Rachel Rossin in person
Over the last four years, multidisciplinary artist Rachel Rossin has gained recognition for a series of astonishing exhibitions that blend oil painting, sculpture, and virtual reality. Rossin’s practice investigates the fluid boundary between physical and digital worlds, particularly the ways information and sensory experience are transfigured by each. In the 2015 virtual reality artwork I Came and Went as Ghost Hand, photogrammetry models of the artist’s studio and domestic spaces dissolve in response to the user’s gaze to create an elastic, unstable environment. In the critically acclaimed The Sky is a Gap (2017-19), time and space are enmeshed as the user’s body slows down, speeds up, or reverses a cataclysmic explosion. Rossin presents a selection of works in video and virtual reality and discusses them within the wider context of her practice.
2015–19, United States, multiple formats, ca 60 minutes followed by discussion
Rachel Rossin is a painter and programmer whose work explores entropy, embodiment, the ubiquity of technology and its effect on our psychology.

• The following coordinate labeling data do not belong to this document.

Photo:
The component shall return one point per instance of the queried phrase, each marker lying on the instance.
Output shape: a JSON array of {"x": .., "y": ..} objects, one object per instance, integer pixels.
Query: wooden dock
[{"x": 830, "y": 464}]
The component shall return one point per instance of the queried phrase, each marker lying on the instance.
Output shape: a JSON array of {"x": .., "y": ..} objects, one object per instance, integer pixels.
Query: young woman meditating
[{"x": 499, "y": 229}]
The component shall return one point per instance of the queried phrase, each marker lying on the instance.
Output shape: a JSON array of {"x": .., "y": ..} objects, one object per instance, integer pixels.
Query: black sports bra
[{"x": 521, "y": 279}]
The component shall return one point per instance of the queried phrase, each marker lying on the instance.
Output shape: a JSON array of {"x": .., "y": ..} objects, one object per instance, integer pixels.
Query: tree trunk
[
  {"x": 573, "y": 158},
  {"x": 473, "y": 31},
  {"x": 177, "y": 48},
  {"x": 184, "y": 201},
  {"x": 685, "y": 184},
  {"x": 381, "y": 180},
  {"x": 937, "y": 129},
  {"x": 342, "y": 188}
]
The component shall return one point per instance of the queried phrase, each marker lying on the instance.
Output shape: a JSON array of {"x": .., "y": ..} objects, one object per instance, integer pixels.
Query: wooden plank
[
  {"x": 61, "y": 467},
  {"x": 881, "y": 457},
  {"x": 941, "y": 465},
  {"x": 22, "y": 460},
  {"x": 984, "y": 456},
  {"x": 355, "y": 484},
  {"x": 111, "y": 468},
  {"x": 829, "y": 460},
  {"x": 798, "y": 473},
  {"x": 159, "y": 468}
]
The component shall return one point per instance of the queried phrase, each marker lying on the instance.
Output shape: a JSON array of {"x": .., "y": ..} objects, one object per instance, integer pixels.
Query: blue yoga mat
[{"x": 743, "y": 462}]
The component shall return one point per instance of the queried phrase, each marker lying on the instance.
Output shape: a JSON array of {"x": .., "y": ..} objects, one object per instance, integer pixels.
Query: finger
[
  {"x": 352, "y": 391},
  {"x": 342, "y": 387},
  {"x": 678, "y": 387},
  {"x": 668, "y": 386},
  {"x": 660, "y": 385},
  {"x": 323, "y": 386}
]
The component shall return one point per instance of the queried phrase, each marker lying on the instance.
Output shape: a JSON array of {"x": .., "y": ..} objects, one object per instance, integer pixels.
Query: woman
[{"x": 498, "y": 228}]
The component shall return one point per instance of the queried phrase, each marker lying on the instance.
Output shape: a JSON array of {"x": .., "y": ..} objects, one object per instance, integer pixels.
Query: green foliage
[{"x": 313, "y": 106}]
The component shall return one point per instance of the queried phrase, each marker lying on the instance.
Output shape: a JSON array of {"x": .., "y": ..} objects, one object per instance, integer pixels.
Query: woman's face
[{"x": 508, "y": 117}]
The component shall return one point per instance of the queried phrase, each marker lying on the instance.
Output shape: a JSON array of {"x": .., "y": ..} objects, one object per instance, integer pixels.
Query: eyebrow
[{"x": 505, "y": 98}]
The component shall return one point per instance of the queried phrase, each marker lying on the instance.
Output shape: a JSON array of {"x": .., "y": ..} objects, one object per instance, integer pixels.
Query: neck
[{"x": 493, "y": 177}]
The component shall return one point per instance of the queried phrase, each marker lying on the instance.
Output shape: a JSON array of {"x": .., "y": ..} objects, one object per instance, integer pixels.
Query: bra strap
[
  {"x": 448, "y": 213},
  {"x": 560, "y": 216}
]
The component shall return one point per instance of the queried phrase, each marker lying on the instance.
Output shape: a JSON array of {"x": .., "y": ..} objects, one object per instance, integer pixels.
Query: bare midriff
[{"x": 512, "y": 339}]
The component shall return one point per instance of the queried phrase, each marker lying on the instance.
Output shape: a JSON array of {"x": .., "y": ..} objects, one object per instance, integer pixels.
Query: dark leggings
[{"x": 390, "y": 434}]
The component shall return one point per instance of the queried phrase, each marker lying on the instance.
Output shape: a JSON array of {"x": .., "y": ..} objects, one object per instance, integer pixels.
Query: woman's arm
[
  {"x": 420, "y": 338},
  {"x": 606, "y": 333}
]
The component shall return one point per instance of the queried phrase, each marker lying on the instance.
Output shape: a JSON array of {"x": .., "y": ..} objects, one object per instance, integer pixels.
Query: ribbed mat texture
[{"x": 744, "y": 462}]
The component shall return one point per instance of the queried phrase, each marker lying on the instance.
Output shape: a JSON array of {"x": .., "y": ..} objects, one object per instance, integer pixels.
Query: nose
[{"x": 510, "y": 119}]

Selected solo exhibitions include Stalking the Trace, Zabludowicz Collection, London, 2019; Greasy Light, 14a, Hamburg, Germany, 2019; Tennis Elbow, The Journal Gallery, New York, 2019; Peak Performance, SIGNAL, New York, 2017; My Little Green Leaf, Contemporary Art Centre, Riga, Latvia, 2016; and Lossy, Zieher Smith & Horton, New York, 2015. Selected group exhibitions include Chaos and Awe: Painting for the 21st Century, Frist Center for the Visual Arts, Nashville, Tennessee, 2018; After Us, K11 Art Museum, Shanghai, 2017; ARS17, Museum of Contemporary Art Kiasma, Helsinki, 2017; and First Look: Artists’ VR, copresented by Rhizome, The New Museum, New York, 2017. Rossin was a fellow in virtual reality research and development at the New Museum’s NEW INC in 2015.